Tom Hicks

No. 54
- Position: Linebacker

Personal information
- Born: December 18, 1952 (age 73) Chicago, Illinois, U.S.
- Listed height: 6 ft 4 in (1.93 m)
- Listed weight: 235 lb (107 kg)

Career information
- High school: Willowbrook (IL)
- College: Illinois
- NFL draft: 1975: 6th round, 151st overall pick

Career history
- Chicago Bears (1976–1980);

Awards and highlights
- First-team All-Big Ten (1974); Second-team All-Big Ten (1973);

Career NFL statistics
- Games played-started: 64-28
- Interceptions: 5
- Touchdowns: 1
- Stats at Pro Football Reference

= Tom Hicks (American football) =

American football player (born 1952)

Thomas Logan Hicks (born December 18, 1952) is an American former professional football player who was a linebacker for five seasons with the Chicago Bears of the National Football League (NFL), from 1976 to 1980. His jersey number was 54.
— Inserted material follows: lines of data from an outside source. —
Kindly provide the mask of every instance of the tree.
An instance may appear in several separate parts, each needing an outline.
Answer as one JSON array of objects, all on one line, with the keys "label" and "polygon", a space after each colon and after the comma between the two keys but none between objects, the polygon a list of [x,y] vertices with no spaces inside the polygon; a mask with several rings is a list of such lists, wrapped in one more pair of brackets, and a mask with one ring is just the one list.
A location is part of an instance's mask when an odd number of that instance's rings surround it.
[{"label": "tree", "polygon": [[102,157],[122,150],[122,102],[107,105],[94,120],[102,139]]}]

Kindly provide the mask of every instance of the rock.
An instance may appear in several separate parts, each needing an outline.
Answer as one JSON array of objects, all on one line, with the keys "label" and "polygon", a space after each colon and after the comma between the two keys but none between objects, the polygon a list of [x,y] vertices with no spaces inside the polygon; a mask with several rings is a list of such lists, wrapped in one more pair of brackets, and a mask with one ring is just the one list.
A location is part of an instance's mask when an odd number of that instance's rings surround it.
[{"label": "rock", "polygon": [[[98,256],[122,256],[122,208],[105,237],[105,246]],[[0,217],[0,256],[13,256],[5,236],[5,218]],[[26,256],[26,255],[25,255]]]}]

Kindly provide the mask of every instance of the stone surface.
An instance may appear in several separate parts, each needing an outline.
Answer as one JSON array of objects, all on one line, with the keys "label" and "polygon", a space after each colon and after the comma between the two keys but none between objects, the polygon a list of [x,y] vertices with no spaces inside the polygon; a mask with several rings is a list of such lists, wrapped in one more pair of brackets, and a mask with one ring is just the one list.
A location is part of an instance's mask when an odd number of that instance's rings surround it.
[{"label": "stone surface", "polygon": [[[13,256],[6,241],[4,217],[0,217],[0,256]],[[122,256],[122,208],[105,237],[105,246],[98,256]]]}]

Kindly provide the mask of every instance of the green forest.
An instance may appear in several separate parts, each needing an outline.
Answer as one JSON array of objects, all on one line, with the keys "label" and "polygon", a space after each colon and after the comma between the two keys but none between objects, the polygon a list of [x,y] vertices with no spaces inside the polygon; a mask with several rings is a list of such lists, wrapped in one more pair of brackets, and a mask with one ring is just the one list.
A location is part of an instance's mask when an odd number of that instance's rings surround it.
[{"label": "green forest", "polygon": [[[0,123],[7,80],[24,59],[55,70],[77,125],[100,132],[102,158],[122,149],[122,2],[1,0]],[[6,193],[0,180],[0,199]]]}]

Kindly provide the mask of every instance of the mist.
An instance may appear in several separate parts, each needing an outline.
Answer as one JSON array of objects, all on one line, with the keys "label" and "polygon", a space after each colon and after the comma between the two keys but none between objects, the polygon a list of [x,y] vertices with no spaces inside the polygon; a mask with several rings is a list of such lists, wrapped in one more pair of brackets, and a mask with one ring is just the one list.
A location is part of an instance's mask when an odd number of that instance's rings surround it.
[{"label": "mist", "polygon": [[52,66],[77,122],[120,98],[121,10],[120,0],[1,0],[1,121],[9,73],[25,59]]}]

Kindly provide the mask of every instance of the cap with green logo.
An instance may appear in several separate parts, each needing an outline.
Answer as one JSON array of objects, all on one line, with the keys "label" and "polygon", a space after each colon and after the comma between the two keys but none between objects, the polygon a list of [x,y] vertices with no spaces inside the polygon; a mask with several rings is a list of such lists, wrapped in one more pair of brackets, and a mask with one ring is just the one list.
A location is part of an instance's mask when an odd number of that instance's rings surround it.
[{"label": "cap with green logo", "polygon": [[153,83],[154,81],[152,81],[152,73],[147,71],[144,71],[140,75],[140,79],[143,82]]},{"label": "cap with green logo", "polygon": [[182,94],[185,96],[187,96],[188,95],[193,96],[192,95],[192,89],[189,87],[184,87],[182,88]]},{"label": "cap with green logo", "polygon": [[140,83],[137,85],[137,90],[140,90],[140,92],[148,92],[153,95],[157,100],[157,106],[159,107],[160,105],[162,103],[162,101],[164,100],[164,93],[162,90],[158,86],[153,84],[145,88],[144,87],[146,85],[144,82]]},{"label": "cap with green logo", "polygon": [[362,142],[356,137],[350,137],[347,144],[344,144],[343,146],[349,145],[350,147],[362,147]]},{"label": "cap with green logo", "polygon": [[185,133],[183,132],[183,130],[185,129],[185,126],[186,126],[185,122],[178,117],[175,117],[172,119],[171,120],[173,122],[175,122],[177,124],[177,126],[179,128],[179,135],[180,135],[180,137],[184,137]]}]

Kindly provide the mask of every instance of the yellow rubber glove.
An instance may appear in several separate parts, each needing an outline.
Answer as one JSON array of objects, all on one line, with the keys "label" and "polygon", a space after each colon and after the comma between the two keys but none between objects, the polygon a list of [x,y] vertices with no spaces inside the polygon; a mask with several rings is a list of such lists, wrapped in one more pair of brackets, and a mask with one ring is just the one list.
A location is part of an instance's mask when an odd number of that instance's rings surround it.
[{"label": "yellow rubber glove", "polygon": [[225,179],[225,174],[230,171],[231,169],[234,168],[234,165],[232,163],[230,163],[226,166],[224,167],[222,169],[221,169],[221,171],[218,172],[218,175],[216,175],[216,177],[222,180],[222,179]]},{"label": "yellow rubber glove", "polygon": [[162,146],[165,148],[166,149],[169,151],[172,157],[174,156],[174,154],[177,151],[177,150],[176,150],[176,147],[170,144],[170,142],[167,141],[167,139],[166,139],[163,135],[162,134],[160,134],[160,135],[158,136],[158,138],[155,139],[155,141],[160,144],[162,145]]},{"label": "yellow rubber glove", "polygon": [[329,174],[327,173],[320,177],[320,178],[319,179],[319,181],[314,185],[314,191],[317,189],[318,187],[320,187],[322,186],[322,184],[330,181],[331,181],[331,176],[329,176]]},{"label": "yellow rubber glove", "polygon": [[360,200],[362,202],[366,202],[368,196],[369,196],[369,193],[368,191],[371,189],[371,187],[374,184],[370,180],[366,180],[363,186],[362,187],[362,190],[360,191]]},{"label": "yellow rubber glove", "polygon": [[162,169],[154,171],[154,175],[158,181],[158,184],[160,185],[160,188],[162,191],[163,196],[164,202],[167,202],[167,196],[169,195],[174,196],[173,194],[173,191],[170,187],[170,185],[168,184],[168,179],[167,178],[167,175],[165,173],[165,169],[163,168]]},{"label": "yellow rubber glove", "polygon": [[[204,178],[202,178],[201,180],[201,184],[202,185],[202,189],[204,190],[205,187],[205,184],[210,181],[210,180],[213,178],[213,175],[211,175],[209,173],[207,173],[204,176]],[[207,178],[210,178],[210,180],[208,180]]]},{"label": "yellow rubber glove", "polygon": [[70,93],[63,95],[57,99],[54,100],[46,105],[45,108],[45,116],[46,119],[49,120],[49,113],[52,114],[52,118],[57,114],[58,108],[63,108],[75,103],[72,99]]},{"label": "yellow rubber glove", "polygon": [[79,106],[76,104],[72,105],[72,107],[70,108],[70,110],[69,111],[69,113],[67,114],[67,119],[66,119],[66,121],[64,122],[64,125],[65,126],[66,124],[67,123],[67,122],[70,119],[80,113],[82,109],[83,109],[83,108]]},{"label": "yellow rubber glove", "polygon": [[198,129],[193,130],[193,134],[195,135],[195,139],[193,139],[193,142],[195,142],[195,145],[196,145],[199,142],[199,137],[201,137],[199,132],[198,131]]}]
During the 1978 NFL season, Hicks suffered a knee injury in Week 10 in a contest against the Seattle Seahawks. He was diagnosed with torn knee ligaments and underwent surgery that evening after the game. He missed the remainder of the 1978 NFL season.

After a breakdown in contract negotiations for the 1981 season, Hicks retired.

Hicks played college football for the Illinois Fighting Illini.

Hicks was an all-state linebacker at Willowbrook High School in Villa Park, IL (Class of 1971).